Die sowjetischen und polnischen Truppen kämpften lange und hart, um der Umzingelung durch die Deutschen zu entkommen. Als Einheiten des Panzerkorps der 7. Garde versuchten, aus der Stadt Weißenberg auszubrechen, überlebte dies nur ein Drittel der Soldaten. Der befehlshabende General Wladimir Maximow wurde schwer verwundet und geriet in Gefangenschaft, wo er nach nicht allzu langer Zeit starb.

Am 26. April wurde der einzigen Einheit, die noch in Richtung Dresden vorrückte - der 9. polnischen Infanteriedivision - der Rückzug befohlen. Dabei gerieten die Soldaten in einen Hinterhalt. Die Einheit erlitt enorme Verluste. Am selben Tag vertrieben Soldaten der Hermann-Göring-Division die verbliebenen sowjetischen Truppen aus Bautzen.

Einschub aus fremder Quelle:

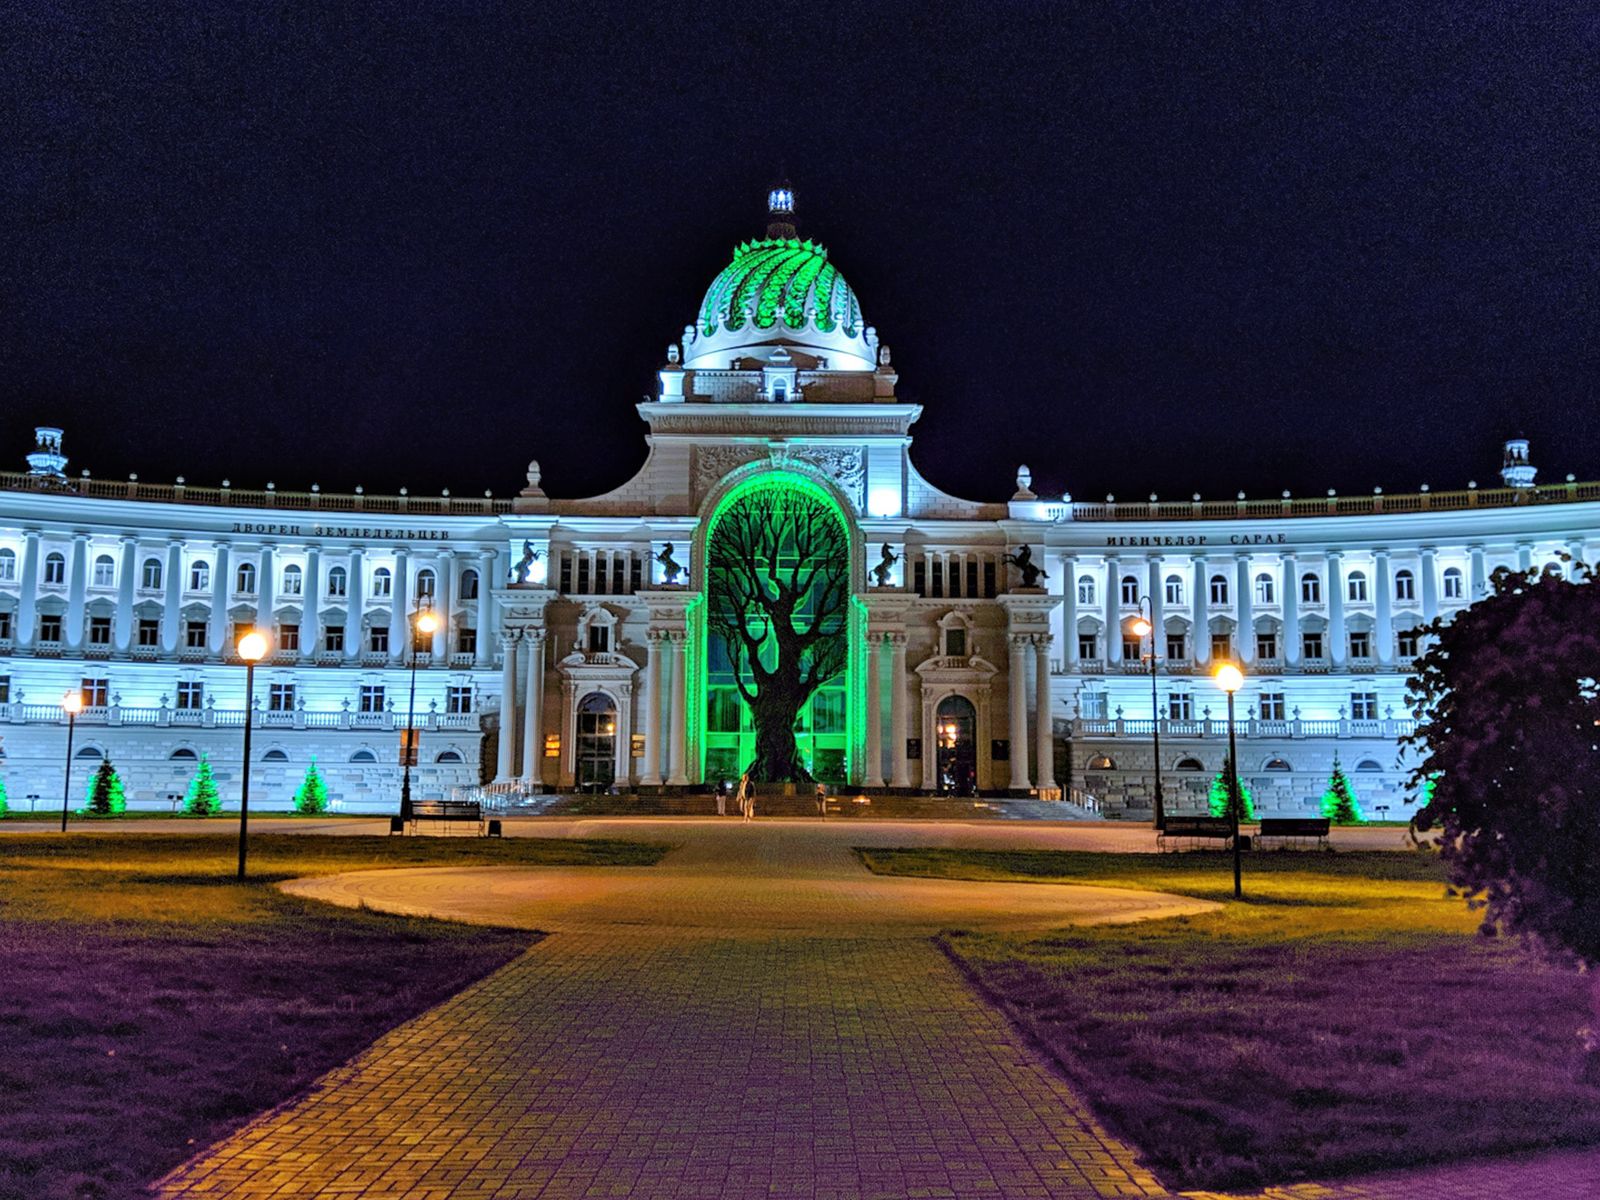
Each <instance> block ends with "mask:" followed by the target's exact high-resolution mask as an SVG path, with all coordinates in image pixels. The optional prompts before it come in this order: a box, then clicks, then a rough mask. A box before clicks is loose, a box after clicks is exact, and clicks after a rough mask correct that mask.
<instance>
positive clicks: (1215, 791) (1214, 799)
mask: <svg viewBox="0 0 1600 1200" xmlns="http://www.w3.org/2000/svg"><path fill="white" fill-rule="evenodd" d="M1227 776H1229V755H1222V770H1221V771H1218V773H1216V779H1213V781H1211V794H1210V797H1208V802H1210V805H1211V816H1232V811H1230V808H1229V803H1227ZM1238 795H1240V800H1242V802H1243V808H1242V810H1240V814H1238V819H1240V821H1254V819H1256V802H1254V797H1251V795H1250V789H1248V787H1246V786H1245V781H1243V779H1240V781H1238Z"/></svg>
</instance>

Die Deutschen versuchten, auf ihrem Erfolg aufzubauen und begannen, nach Osten zu ziehen, wurden jedoch von der sowjetischen 5. Garde-Armee aufgehalten, die sich gerade den Kämpfen angeschlossen hatte. Trotz lokaler Erfolge konnten die Deutschen ihr Hauptziel nicht erreichen - die Flügel der Roten Armee anzugreifen, die auf Berlin vorrückten.

Die 2. polnische Armee verlor über 8.000 Soldaten, ein Fünftel ihrer Soldaten, die im Kampf gefallen waren, verwundet oder vermisst wurden. Die Verluste auf der sowjetischen und der deutschen Seite sind unbekannt.